Demonstration of the engineering design cycle.
Our lab efforts were split into designing two plasmids: an expression vector and storage vectors. The expression vector was used to test our gene circuit in PFAS, while we used the storage vectors in order to transform bacteria as “warehouses” to allow for easy access to our gene inserts.
Note: Full protocols for each step can be found on Experiment and Notebook Page
The design of the gene inserts and their addition into the plasmid was made by our team (REFERENCE DESIGN TAB OF WIKI). Preliminary protocols for procedures for our lab work were also created, including the ligation of the insert, PFAS testing, and Lactose testing (as a control). These protocols included basic lab techniques, such as Miniprep, PCR Purification columns, transformation, etc. In this cycle of the experiment, we were interested in making sure that the ligation procedure would result in our desired insert.

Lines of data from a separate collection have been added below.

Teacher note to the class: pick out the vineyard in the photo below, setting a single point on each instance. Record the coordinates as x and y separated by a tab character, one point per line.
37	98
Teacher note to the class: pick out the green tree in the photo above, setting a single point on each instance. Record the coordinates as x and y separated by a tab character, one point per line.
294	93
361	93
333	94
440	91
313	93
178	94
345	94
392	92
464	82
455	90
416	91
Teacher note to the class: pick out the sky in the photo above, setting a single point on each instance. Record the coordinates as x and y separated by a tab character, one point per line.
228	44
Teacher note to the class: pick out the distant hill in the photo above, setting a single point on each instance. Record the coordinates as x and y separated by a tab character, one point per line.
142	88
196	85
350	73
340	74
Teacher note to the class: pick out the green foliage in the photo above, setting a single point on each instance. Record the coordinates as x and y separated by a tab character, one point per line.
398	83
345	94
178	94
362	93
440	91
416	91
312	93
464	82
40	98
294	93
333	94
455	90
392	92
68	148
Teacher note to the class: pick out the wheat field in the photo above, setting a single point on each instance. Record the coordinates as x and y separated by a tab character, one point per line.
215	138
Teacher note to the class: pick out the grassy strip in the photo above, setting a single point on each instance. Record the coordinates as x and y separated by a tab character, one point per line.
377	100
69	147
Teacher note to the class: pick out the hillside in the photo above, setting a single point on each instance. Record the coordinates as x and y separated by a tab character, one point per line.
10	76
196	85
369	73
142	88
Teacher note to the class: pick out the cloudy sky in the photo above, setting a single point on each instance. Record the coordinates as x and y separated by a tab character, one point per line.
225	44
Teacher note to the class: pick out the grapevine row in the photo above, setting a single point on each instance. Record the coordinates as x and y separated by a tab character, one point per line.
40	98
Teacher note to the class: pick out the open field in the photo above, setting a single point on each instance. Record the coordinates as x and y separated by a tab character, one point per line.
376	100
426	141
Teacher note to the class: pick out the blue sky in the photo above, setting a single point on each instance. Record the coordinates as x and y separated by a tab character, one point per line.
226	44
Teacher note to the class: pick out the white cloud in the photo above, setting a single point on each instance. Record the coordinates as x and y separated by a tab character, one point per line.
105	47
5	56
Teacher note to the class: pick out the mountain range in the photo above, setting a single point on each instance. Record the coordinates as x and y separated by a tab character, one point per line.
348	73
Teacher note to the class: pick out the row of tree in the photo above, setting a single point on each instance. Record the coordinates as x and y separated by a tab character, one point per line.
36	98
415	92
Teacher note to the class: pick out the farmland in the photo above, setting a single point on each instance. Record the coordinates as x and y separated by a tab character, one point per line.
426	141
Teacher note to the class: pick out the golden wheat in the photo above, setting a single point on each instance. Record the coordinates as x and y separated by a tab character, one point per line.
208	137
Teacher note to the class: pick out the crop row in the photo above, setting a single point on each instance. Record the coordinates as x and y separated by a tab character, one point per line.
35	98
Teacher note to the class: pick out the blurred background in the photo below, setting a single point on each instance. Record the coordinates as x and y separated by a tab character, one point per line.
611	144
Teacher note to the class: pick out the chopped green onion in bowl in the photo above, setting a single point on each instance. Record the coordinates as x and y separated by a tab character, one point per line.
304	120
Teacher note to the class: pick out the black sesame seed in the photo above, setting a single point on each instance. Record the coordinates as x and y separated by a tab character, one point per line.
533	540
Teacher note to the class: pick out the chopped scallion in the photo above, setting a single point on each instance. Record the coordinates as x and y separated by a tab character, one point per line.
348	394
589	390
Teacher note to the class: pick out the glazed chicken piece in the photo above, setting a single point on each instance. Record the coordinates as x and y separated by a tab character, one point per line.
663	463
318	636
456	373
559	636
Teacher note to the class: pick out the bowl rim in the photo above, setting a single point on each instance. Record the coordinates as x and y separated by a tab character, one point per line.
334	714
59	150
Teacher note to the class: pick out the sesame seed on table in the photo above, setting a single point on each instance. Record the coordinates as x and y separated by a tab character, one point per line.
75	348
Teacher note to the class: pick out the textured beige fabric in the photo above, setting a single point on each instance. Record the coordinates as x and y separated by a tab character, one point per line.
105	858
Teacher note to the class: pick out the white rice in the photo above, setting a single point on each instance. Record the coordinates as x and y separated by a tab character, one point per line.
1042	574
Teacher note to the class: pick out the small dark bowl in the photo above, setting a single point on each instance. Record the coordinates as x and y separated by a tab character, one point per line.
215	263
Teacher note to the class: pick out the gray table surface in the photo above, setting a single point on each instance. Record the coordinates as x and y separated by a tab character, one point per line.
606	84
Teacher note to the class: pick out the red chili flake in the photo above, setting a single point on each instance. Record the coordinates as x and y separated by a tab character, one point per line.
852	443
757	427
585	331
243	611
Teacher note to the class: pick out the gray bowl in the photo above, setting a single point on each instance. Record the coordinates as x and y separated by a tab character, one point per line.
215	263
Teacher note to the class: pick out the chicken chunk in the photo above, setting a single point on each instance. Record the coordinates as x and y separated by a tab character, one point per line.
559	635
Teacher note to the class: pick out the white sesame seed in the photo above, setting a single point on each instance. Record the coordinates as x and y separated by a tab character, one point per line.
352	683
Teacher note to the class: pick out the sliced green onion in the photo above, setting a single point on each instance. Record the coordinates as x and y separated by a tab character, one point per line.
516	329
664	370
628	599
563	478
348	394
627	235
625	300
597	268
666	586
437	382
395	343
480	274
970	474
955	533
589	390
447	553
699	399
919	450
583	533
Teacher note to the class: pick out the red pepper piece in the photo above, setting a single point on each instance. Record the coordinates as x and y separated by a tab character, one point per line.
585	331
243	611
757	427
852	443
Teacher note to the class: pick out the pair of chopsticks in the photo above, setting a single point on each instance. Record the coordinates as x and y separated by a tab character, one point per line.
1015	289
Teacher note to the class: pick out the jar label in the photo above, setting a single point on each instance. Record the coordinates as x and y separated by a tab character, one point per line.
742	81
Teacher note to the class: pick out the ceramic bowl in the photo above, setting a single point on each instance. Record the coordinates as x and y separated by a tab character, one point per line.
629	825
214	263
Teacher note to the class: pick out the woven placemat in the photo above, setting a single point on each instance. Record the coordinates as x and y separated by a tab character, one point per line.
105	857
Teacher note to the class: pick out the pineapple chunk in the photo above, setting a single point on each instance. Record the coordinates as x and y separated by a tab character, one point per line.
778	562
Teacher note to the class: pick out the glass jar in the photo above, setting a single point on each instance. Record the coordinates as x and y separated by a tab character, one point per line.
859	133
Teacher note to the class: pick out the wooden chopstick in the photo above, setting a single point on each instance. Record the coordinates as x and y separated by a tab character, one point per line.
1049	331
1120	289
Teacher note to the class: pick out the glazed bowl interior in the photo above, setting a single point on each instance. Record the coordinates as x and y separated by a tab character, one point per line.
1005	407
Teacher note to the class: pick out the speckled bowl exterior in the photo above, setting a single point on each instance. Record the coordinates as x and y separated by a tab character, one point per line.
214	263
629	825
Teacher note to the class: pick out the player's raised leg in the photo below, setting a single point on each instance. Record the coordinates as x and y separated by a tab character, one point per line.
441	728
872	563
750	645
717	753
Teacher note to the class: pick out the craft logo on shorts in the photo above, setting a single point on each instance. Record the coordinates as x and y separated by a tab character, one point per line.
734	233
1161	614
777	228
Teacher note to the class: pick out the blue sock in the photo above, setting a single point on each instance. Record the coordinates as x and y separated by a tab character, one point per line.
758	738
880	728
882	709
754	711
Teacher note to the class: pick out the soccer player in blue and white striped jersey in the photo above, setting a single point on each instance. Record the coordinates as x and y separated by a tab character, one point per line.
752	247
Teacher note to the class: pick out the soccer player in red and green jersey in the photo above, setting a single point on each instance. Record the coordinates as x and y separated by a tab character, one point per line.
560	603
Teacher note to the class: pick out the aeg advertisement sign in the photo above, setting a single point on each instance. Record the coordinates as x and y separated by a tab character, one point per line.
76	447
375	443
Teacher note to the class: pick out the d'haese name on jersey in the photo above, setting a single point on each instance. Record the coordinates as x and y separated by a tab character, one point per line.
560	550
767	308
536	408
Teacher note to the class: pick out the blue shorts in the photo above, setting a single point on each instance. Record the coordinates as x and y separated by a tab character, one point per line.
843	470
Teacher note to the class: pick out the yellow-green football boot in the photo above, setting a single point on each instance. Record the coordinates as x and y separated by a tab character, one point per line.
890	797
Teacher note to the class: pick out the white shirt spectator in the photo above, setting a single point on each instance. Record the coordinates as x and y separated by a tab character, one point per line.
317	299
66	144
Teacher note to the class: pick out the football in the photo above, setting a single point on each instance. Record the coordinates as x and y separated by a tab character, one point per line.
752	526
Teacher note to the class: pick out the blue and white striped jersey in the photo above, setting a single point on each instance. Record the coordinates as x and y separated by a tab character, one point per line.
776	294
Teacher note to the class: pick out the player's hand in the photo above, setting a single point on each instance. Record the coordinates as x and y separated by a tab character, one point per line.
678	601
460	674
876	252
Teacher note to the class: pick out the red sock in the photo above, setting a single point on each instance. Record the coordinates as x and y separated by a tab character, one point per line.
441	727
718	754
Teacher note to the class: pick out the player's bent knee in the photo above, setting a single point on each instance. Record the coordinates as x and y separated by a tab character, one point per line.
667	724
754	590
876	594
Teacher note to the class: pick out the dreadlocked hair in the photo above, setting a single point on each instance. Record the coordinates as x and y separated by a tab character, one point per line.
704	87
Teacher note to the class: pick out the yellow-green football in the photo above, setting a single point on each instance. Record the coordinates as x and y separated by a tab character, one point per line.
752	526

In the lab, the dried DNA delivered by Twist was resuspended and an aliquot of resuspended parts A, B, C were taken for assembly, with the rest to be stored in plasmids (reference Storage Vectors). Part A was digested with SpeI, B with XbaI, and C with XbaI overnight. A PCR cleanup column procedure was performed on all 3 parts. A and B were then ligated with T4 DNA Ligase to form part AB. AB was then digested with SpeI before going through a PCR cleanup column. After cleanup, AB was ligated with C to form ABC and digested with EcoRI and PstI to prepare it for insertion into a vector backbone. However, during the final PCR cleanup procedure for part ABC, Wash Buffer was added instead of Binding Buffer on accident. This resulted in a low yield for the ABC insert, necessitating multiple cycles of recovery cleanup through gradual addition of Binding Buffer and ethanol evaporation.
Due to the mistake in the last step of gene insert preparation, testing of the insert with the Bioanalyzer was postponed. It was decided that the process of creating the insert should be restarted from scratch.
In the next iteration of the engineering cycle, the goal was to recreate the composite part ABC without mistakes in the cleanup process. All other steps were correctly executed in the first cycle according to our planned procedure, so ideally the only alteration would be the avoidance of using the incorrect buffer during cleanup. We also decided to shorten digest times because ThermoFisher enzymes do not require overnight incubation and we had limited time left in the lab. Overnight incubation was only done in the first cycle because the entire assembly procedure could not be completed in one day, so digestion points were used as appropriate stopping points for lab work days.
The original steps set down in our lab notebook would be followed tightly with extra care required during cleanup stages. The goal of this cycle would remain unchanged: to assemble A, B, and C so that a gel analysis of our insert would have a band at ~3000 bp.
Every step described above and in our Experiments page for the assembly of A, B, and C was carried out correctly, including the botched step from the previous cycle.
The gene insert was loaded into an Agilent 2100 Bioanalyzer to compare band sizes. A dark band was found at 1000 bp, consistent with the size of A or B individually. A lighter band was present at 2000 bp, consistent with the size of the composite AB part. However, no band was detected at 3000 bp, which would’ve been representative of all 3 parts correctly ligated together.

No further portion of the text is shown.